The appraisal condition provides that each party will:

  • pay its own appraiser and
  • share the expenses of the appraisal and the umpire equally. (This can result in significant costs to the insured in certain circumstances.)
The appraisal condition it designed to be quick, relatively informal, relatively inexpensive and self-executing (i.e., without the need for lawyers or court proceedings).

As a practical matter, insurers rarely demand appraisal unless they are very confident in their evaluation of the amount of the loss. One of the reasons insurers will consider demanding appraisal in a case is when they believe the insured is considering suing for bad faith (i.e., that the insured contends the insurer is low-bailing the claim). If the outcome of the appraisal is at or very near the insurer's valuation of the amount of loss, then the appraisal demonstrates that the insurer's position was reasonable. 

It also then largely, if not completely, provides a defense if the insured nevertheless sues for bad faith, If the outcome is the opposite, that is, the appraisal award is significantly greater than the insurer's valuation of the loss, the insured's potential bad faith suit may have a greater likelihood of success, since the insured is then in the position of being able to argue that the insurer unreasonably undervalued the claim.


This policy condition addresses who should pay for a loss when it is covered by another insurance policy or by some other agreement such as a home warranty agreement or an extended warranty agreement.

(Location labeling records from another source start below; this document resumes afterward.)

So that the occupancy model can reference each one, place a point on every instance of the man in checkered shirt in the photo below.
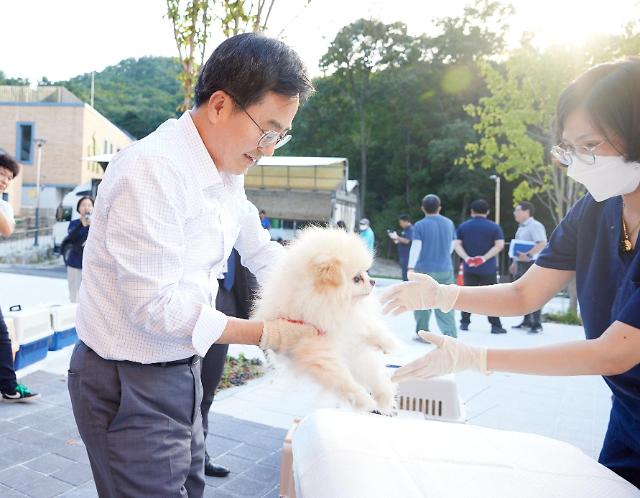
(169, 210)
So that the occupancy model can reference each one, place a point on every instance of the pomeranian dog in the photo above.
(322, 280)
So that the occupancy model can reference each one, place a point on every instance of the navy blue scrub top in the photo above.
(588, 241)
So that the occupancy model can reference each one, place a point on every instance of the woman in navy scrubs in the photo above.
(598, 120)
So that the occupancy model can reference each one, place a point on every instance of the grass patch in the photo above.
(240, 370)
(566, 317)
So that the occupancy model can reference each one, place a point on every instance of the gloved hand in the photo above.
(450, 356)
(282, 334)
(421, 292)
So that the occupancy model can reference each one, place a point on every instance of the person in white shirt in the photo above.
(168, 212)
(10, 390)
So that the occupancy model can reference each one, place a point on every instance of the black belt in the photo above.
(185, 361)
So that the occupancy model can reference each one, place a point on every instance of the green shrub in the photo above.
(237, 371)
(566, 317)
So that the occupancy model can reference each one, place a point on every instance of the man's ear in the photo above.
(327, 272)
(218, 104)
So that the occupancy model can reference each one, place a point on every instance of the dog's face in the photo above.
(334, 263)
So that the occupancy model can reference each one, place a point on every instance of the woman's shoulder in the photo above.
(588, 211)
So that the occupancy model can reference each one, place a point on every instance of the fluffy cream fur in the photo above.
(322, 280)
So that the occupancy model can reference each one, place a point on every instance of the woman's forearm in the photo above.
(571, 358)
(527, 294)
(614, 352)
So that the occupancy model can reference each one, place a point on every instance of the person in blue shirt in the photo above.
(73, 246)
(367, 235)
(266, 222)
(478, 242)
(597, 243)
(403, 241)
(430, 254)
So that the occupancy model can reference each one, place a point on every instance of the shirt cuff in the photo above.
(208, 329)
(630, 314)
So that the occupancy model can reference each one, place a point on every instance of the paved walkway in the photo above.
(41, 454)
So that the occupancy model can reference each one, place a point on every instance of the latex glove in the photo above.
(475, 261)
(282, 335)
(421, 292)
(450, 356)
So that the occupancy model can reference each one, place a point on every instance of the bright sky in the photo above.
(63, 38)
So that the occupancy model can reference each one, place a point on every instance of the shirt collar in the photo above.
(204, 169)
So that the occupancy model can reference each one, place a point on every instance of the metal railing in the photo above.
(23, 241)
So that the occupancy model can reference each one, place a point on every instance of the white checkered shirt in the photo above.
(164, 223)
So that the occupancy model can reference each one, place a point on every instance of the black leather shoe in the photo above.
(522, 325)
(213, 470)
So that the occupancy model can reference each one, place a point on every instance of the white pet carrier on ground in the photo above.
(33, 332)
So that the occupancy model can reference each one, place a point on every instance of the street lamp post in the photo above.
(496, 179)
(39, 143)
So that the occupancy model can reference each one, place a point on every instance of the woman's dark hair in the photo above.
(7, 162)
(82, 199)
(431, 203)
(610, 95)
(249, 65)
(527, 206)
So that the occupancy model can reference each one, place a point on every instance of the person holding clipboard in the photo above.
(531, 237)
(598, 133)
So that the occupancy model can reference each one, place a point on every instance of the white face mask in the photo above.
(608, 177)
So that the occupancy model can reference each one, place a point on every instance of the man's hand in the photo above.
(421, 292)
(450, 356)
(281, 335)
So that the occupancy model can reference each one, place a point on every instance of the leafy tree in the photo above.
(357, 52)
(514, 125)
(136, 94)
(190, 31)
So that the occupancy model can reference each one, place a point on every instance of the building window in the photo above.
(24, 142)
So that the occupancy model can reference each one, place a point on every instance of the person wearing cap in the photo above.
(366, 234)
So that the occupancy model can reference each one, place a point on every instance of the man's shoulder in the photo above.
(535, 223)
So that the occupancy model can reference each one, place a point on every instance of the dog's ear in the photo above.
(327, 272)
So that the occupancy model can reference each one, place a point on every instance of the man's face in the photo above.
(520, 214)
(233, 142)
(5, 177)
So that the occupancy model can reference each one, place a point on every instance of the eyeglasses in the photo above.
(564, 153)
(5, 173)
(269, 137)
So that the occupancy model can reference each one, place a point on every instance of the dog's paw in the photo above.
(386, 403)
(385, 343)
(361, 400)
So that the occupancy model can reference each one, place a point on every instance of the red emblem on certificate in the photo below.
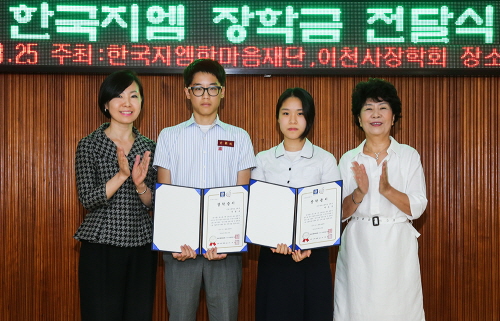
(226, 143)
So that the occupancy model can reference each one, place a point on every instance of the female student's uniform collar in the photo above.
(306, 152)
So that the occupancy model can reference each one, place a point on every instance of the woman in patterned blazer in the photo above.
(117, 268)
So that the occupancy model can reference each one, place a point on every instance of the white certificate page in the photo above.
(270, 214)
(224, 217)
(319, 216)
(176, 218)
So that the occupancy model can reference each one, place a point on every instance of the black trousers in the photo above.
(117, 283)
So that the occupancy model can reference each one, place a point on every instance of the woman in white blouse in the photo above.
(294, 286)
(378, 273)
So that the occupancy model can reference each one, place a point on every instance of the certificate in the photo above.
(200, 218)
(302, 218)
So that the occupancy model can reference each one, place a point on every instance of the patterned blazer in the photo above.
(123, 220)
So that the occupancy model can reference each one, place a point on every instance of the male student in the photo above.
(203, 152)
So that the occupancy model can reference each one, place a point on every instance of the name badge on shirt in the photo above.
(225, 143)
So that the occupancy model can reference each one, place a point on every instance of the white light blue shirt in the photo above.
(314, 166)
(204, 160)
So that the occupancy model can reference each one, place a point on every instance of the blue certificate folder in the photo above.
(302, 218)
(200, 218)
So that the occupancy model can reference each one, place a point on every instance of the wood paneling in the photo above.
(452, 122)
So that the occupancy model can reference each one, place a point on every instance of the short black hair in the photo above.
(114, 85)
(308, 108)
(378, 90)
(204, 65)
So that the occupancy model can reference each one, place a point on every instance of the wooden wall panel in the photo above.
(451, 121)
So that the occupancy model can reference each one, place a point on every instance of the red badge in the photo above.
(225, 143)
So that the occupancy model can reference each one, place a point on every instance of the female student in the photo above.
(294, 285)
(117, 268)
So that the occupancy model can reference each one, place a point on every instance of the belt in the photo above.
(376, 220)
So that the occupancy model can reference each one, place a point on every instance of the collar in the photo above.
(394, 148)
(217, 121)
(306, 152)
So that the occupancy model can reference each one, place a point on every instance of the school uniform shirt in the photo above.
(378, 272)
(204, 160)
(280, 280)
(123, 220)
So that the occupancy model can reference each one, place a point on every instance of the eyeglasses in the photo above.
(198, 91)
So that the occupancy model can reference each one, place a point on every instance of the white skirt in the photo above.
(378, 273)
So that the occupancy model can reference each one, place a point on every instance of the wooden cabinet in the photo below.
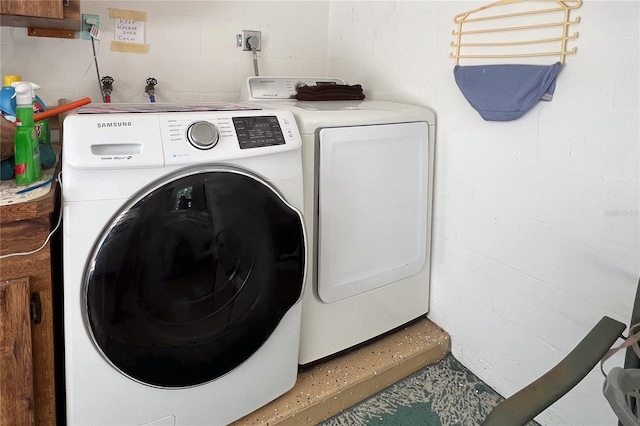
(26, 292)
(50, 14)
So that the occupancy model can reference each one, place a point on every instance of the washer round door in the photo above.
(193, 275)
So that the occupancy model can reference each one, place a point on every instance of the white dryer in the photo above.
(184, 262)
(368, 171)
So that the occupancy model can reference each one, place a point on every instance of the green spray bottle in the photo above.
(28, 168)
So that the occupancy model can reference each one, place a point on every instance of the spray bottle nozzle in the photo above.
(24, 92)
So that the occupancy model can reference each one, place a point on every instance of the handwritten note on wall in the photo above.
(129, 31)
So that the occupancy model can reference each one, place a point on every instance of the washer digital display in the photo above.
(254, 132)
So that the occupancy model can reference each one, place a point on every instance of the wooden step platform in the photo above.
(325, 389)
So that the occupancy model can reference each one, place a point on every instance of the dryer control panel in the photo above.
(279, 88)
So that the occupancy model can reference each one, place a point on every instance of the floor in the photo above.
(327, 388)
(445, 393)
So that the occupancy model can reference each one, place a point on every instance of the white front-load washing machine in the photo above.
(184, 262)
(368, 172)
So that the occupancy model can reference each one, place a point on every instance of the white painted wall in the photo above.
(536, 232)
(193, 52)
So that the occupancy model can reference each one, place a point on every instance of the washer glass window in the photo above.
(192, 277)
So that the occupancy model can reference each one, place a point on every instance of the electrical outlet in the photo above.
(87, 22)
(242, 40)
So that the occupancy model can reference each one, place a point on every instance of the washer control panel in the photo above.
(256, 132)
(129, 136)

When there is other insurance, the two insurers will share the loss in the proportion that their respective policy limits bear to each other, As a practical matter, if one insurer refuses to pay, the other insurer will often pay the entire claim, and then proceed to sue the first insurer to recover the unpaid share. Affordable Insurance Company Texas

If there is a service agreement such as a home warranty plan, this condition provides that the insurance afforded by the policy will only pay the excess of any amounts payable under the service agreement.


Suits against us (no-action clauses) address two separate concepts. First, this condition provides that no action can be brought against the insurer unless there has been full compliance by the insured with all the policy's terms and conditions. As a practical matter, the insurer cannot prevent the insured from filing a lawsuit. All this clause does is provide the insurer with a legal defense to a lawsuit by an insured when the insured fails to follow the policy requirements, such as refusing to submit to an examination under oath or failure to comply with the proof of loss requirements.

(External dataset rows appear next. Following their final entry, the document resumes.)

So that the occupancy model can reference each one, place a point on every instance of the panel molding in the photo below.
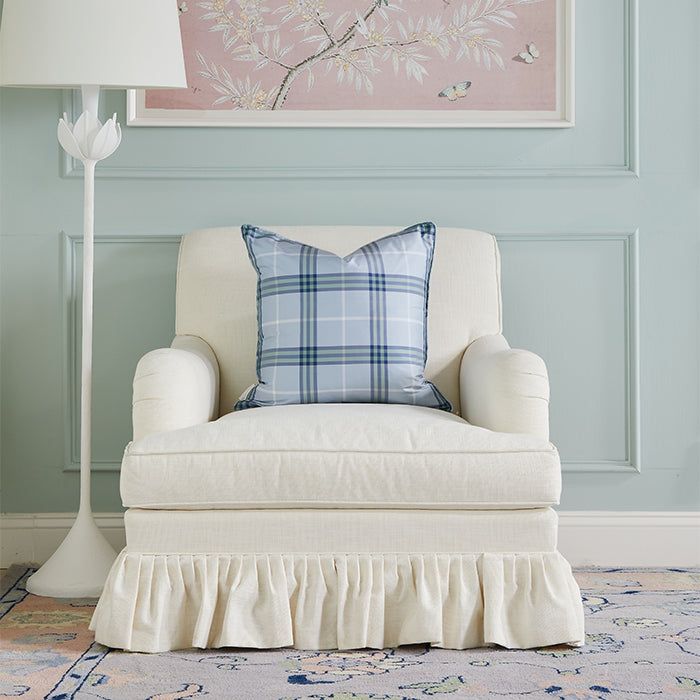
(629, 167)
(630, 272)
(70, 285)
(586, 538)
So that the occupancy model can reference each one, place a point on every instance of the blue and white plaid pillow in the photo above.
(350, 329)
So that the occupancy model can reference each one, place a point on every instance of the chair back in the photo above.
(216, 296)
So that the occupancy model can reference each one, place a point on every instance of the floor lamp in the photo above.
(88, 44)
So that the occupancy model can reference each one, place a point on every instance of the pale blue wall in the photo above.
(598, 227)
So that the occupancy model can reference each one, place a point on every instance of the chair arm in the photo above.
(175, 387)
(504, 389)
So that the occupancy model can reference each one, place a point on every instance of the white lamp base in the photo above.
(79, 567)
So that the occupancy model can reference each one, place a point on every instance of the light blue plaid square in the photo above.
(339, 330)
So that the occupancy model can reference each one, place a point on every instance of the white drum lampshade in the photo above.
(88, 44)
(71, 43)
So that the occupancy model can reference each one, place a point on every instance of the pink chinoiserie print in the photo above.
(430, 55)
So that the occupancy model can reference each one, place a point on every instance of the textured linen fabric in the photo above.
(340, 456)
(216, 292)
(503, 388)
(334, 329)
(175, 387)
(334, 530)
(155, 603)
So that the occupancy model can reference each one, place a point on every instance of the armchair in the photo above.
(339, 525)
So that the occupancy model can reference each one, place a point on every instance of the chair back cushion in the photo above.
(216, 297)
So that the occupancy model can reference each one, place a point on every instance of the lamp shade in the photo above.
(109, 43)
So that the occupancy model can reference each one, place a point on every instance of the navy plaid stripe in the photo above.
(341, 355)
(342, 329)
(343, 282)
(379, 378)
(308, 382)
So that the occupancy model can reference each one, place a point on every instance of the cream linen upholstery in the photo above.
(325, 531)
(503, 389)
(175, 387)
(343, 525)
(340, 456)
(464, 301)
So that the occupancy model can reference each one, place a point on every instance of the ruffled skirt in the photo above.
(159, 602)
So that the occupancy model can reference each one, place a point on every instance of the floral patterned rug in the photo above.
(643, 640)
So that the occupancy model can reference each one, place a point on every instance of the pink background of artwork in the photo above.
(521, 86)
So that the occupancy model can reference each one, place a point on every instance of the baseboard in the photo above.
(33, 537)
(630, 538)
(586, 538)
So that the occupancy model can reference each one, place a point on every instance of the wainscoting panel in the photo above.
(134, 311)
(572, 298)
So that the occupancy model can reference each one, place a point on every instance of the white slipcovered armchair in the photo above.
(325, 526)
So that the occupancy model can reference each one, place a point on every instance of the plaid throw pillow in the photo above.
(350, 329)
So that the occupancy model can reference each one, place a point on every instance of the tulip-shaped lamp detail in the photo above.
(89, 139)
(87, 44)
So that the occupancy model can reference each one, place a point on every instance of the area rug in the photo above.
(643, 640)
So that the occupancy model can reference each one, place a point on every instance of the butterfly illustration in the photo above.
(459, 90)
(531, 54)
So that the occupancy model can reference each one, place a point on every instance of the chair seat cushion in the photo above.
(340, 456)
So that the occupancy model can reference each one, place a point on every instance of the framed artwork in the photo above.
(373, 63)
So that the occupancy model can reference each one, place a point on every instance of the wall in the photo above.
(598, 227)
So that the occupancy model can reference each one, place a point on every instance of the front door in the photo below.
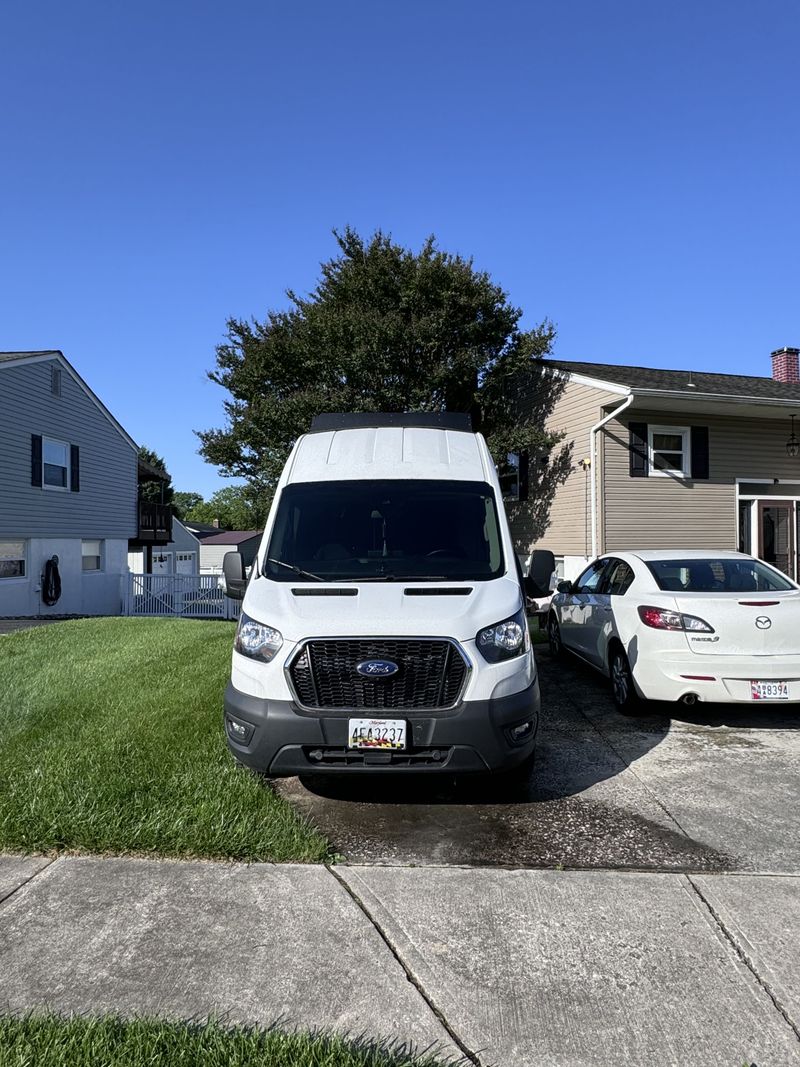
(776, 535)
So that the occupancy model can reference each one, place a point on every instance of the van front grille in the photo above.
(430, 675)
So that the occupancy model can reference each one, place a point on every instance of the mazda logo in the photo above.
(377, 668)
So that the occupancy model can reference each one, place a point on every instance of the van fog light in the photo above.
(504, 639)
(240, 732)
(521, 733)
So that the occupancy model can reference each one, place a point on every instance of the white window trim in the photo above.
(101, 568)
(686, 451)
(58, 489)
(24, 558)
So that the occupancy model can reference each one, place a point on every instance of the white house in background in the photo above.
(213, 548)
(179, 556)
(67, 490)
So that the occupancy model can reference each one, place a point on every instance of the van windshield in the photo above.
(386, 530)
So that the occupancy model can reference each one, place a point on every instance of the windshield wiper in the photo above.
(401, 577)
(296, 570)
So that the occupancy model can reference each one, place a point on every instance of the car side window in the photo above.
(620, 576)
(590, 579)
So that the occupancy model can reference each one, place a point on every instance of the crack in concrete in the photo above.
(35, 874)
(750, 964)
(465, 1051)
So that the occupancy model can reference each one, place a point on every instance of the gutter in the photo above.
(593, 467)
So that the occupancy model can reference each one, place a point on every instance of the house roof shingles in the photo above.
(677, 381)
(232, 537)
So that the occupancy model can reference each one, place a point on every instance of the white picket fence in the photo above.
(188, 595)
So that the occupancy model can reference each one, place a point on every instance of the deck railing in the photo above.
(155, 521)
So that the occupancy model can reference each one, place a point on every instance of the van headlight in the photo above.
(256, 640)
(504, 640)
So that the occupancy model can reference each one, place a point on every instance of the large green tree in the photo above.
(234, 507)
(152, 490)
(386, 329)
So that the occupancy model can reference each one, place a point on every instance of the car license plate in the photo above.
(382, 734)
(769, 690)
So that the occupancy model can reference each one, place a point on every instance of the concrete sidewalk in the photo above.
(502, 967)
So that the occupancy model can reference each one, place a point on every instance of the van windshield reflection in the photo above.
(389, 530)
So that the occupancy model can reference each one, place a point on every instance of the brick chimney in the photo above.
(785, 365)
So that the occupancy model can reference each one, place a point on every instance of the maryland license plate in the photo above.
(769, 690)
(382, 734)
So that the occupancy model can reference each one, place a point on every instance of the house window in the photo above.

Second, this condition provides that suit must be brought within two years after the date of loss. This provision again cannot prevent an insured from filing a lawsuit against the insurer. It does, however, afford the insurer a legal defense to a lawsuit by the insured if that lawsuit is not filed within the two-year limit. Check your policy - many policies contain only a one year period in which a suit must be brought. This provision is enforced in the same manner as is a statute of limitations.

In some states, the two-year period does not begin to run until the loss has become sufficiently apparent that a reasonable insured would know that his or her duty to give the insurer notice of the loss has been triggered. This is something that frequently becomes an issue in soils movement and foundation damage claims. Further, in some states, the clock on the two-year period stops running between the date when the insured gives notice of the claim and the date on which the insurer informs the insured of its coverage/claim decision.

Still further, if the insured is having difficulty completing the proof of loss, the insured and the insurer can enter into an agreement that the two year limitation on suit period can be extended, just as they can agree that the time for submission of the proof of loss can be extended. Any such agreement necessarily should be confirmed in writing.

If you need more details, I suggest you get Affordable Insurance Company Texas and learn the secrets inside.